Obama's $100,000 garden grant wasted
He vowed to 'work tirelessly' to build an oasis for Englewood. It never happened.
As a state senator, Barack Obama gave $100,000 in state money to a campaign volunteer who failed to deliver on a plan to create a botanic garden in one of Chicago's most blighted neighborhoods.
Obama -- who was running for Congress when he announced the project in 2000 -- said the green space in Englewood would build ''a sense of neighborhood pride."
Instead, what was supposed to be a six-block stretch of trees and paths is now a field of unfulfilled dreams, strewn with weeds, garbage and broken pavement.
Kenny B. Smith, whose nonprofit group got the money, said it was spent legitimately, mostly on underground site preparation. But he admitted Thursday that the garden is a lost cause because other government money never came through.
"We gave up," said Smith, who heads the Chicago Better Housing Association. "It was a losing battle."
Smith -- an early Obama supporter who gave $550 to his state and congressional campaigns -- said he gave his paperwork documenting the work to a state agency and no longer has it. A Department of Commerce and Economic Opportunity spokeswoman said officials would look into the matter.
Smith blamed the site's current poor condition on construction material dumped there during the state's recent reconstruction of the Dan Ryan Expy.
But a reporter walked the site last week with a landscape architect from the Illinois Green Industry Association who found no evidence of the work Smith cited. The only major changes since 2000: A gazebo was added, and some trees were cut down.
Obama, the presumptive Democratic presidential nominee, said through a spokesman he wasn't responsible for monitoring the work; the staffs of Gov. Blagojevich and former Gov. George Ryan were.
"It is clear that Englewood residents have not been able to benefit from a completed community garden," Obama spokesman Ben LaBolt said. "Sen. Obama will . . . do everything he can to ensure that the Englewood community gets the resources it needs to provide its residents with a livable neighborhood."
On Jan. 14, 2000, Obama and Smith announced the Englewood Beautification Plan at Englewood High School. Obama promised to help raise $1.1 million. He was running then to unseat U.S. Rep. Bobby Rush, but lost in the Democratic primary.
The beautification project, planned near and under L tracks between 59th Place and 62nd Place, was outside Obama's state Senate district but within the congressional district.
"I will work tirelessly in Springfield and in Chicago to raise public and private dollars to fund this worthy endeavor," Obama said then.
In 2001, at Obama's direction, a $100,000 Illinois FIRST grant went to Smith's group.
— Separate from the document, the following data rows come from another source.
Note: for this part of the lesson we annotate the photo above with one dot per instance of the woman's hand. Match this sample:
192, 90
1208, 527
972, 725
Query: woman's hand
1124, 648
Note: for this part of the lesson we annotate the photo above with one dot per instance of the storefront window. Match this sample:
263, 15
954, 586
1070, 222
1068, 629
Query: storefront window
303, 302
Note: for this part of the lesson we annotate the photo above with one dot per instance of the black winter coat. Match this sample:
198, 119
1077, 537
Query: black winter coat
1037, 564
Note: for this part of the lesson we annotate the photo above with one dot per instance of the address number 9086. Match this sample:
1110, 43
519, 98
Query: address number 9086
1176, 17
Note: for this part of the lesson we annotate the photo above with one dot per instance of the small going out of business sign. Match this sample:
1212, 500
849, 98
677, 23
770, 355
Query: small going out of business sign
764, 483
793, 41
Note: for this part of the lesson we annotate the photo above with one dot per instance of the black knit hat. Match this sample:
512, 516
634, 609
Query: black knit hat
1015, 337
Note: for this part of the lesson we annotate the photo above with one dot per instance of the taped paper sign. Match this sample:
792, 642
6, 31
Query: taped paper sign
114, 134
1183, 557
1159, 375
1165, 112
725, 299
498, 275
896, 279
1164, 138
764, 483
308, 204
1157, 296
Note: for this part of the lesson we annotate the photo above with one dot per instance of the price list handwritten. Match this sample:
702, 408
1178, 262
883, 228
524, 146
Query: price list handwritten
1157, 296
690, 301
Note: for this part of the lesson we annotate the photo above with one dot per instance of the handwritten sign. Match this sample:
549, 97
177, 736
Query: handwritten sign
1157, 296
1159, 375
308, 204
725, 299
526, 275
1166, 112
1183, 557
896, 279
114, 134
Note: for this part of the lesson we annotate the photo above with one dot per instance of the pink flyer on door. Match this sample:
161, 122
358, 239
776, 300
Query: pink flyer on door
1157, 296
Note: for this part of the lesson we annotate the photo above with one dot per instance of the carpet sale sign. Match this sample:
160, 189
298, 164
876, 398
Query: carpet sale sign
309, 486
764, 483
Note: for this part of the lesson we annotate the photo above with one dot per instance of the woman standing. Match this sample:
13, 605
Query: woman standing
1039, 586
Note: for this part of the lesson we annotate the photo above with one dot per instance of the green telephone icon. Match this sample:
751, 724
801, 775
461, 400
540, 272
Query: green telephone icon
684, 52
The garden site was part of Rosewood Estates, an affordable-housing development being built by the group, whose unpaid board chairman was Brian Washington, a Sun-Times security guard.
Plans called for more than 50 homes, but only a dozen were built, Smith said.
The remaining $1 million for the botanic garden was never raised.
Now, Smith said he's trying to get city leaders to let him use the land and other vacant lots to build about 30 new homes in Englewood.